毎月は大変なので、半年に一回の上納で勘弁してくれ、っていう申請書がコレです。具体的には、7/10までと1/20までの年に2回、それまで差し引いた分を納税すればよいことになります。ただしこれは中小の事業者向けの制度なので、従業員が10人以上になるとこの制度の適用は受けられなくなることには注意です。

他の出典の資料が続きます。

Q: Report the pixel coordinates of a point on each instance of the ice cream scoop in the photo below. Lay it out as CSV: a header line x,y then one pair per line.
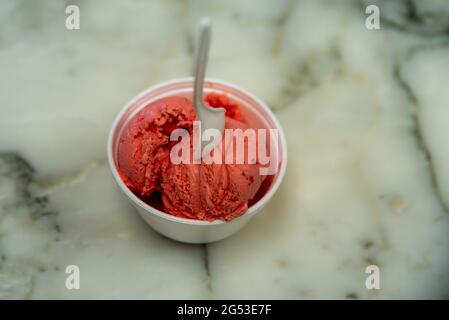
x,y
195,190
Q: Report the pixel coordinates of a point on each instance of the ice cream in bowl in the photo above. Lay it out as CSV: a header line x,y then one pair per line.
x,y
194,185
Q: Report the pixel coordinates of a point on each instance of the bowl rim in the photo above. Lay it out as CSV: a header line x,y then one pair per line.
x,y
148,210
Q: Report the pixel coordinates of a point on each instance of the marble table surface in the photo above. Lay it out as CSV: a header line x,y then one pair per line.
x,y
365,112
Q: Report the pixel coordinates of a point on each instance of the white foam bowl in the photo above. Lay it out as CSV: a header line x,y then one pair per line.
x,y
183,229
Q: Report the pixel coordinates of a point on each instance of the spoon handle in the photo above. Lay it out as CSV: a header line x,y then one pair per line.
x,y
201,63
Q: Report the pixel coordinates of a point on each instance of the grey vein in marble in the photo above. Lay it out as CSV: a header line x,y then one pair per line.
x,y
365,114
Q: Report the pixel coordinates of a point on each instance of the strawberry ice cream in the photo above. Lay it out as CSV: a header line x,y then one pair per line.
x,y
197,191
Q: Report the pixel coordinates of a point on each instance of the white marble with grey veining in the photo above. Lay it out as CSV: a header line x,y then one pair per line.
x,y
366,115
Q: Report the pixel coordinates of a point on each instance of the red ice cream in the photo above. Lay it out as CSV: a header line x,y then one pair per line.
x,y
197,191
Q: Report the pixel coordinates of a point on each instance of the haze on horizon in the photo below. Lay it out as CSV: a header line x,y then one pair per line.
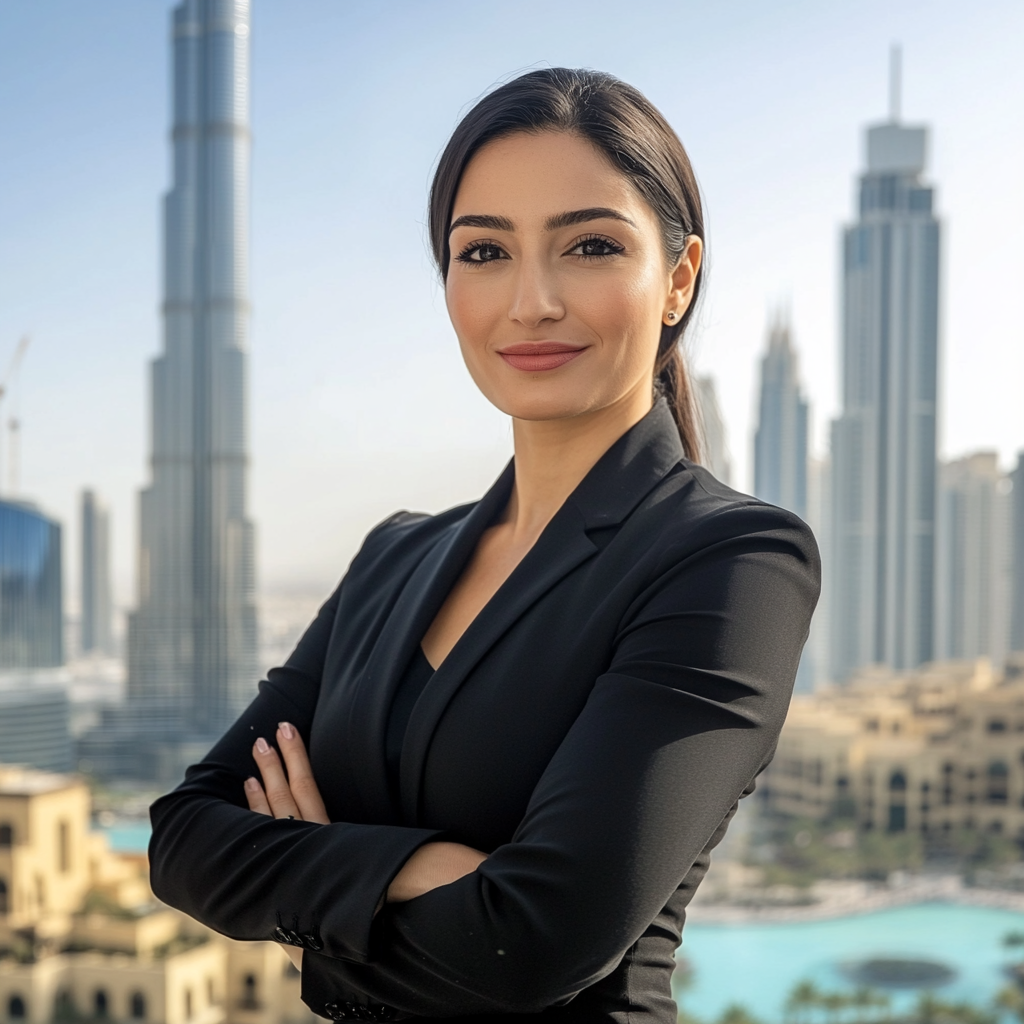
x,y
359,403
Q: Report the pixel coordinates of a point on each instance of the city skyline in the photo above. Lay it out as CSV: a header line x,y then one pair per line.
x,y
314,387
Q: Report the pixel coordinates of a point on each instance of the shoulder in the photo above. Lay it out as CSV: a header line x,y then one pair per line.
x,y
693,510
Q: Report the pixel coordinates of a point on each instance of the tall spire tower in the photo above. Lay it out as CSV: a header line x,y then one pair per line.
x,y
193,638
780,441
884,443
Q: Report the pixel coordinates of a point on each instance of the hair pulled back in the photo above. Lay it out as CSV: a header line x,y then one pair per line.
x,y
630,130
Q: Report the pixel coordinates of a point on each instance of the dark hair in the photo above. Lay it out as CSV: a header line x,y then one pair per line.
x,y
627,127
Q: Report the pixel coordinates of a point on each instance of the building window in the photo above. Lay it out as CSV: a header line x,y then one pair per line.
x,y
997,782
249,994
64,847
897,817
64,1007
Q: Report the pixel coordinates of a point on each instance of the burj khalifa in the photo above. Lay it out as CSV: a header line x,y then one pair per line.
x,y
193,636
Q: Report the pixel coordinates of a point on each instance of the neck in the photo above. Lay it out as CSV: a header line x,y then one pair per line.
x,y
553,456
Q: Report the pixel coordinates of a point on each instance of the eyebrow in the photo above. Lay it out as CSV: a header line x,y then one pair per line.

以下、記載方法等についてご説明いたします。ご参考になりますと幸いです。

源泉税の納期の特例の承認に関する申請書のURL

以下のリンク先にPDFがあります。なお、このPDFは入力不可能です。しかも保護がかかってます。。不便ですね・・(^^;

https://www.nta.go.jp/taxes/tetsuzuki/shinsei/annai/gensen/annai/1648_14.htm

源泉税の納期の特例の承認に関する申請書の申請の期限

期限というものは特にないですが、原則として、提出した日の「翌月」に支払う給与等から適用されます。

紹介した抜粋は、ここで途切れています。